We call this "Yongsan scaling". It's an advantage we have by virtue of being in a highly populated city with reasonably low labor costs - while we have never bothered to investigate, Silicon Valley and NYC most likely do not have this luxury.
Many ask this question: "why not a cloud provider?"
No, we are not copying Google's first datacenter model.
Cloud providers are great. They are probably the next best thing since bacon to happen to infrastructure engineering, but that comes at a cost. Especially in a country where bare metal hosting is quite often as cheap as EC2, pocketing margins for our work on top of already expensive EC2 simply does not fly. (Also, the disadvantage of being in Seoul is that real bacon is expensive, but we'll save that story for another day.)
In short words, we use bare metal because we are cheap. None of the cloud providers have GPU hosting offerings which let us provide our software at a low enough price, especially in a market where competitors are willing to sell at a loss by burning VC investment money. Additionally, cloud GPUs are less predictable in terms of performance compared to bare metal.
EC2's g2.8xlarge costs 1713.33USD per month. That’s roughly 1.98M KRW per month, which is about the same price we pay for one of our standard four GPU nodes in hardware.
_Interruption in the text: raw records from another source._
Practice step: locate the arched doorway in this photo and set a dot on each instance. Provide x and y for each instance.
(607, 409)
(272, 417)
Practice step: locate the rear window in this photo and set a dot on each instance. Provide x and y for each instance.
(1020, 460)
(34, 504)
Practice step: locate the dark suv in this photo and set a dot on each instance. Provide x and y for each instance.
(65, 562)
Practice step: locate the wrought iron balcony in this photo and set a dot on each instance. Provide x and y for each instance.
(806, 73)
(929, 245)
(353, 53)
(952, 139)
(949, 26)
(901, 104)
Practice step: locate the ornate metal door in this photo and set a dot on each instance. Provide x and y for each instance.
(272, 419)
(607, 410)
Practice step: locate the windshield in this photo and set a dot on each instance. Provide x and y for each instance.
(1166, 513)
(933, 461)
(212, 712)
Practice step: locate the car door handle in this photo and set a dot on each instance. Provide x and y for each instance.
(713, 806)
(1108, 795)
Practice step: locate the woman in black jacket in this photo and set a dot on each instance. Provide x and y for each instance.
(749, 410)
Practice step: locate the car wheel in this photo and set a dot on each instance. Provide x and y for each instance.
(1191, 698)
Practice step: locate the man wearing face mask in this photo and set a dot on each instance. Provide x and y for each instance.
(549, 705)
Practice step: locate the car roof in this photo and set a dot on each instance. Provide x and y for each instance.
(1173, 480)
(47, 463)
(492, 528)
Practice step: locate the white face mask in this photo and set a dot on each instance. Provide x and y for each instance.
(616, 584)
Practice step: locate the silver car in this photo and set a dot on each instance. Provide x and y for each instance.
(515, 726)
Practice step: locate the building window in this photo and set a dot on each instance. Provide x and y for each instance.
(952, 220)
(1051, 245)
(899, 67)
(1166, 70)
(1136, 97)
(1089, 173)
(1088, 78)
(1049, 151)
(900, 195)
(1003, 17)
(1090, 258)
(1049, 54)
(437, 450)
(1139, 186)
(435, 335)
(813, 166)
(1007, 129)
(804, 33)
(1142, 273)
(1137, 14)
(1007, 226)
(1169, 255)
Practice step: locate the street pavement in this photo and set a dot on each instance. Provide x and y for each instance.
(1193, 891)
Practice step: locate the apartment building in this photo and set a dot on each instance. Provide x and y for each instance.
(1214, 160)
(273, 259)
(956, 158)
If you could buy a server with four GPUs every month for less than the cost of running one on EC2 for a month, what would you do? Even considering labor costs for maintenance, one year of operating on EC2 leaves you no tangible assets left aside from a thank you mug from Amazon, but running metal leaves you with 48 GPUs in your infrastructure. Now think of how many dogecoins you can mine with that. (The answer is, not that many - but you get the idea.)
Not always does everything work as planned. This "bug" has been fixed in the new standard node specification.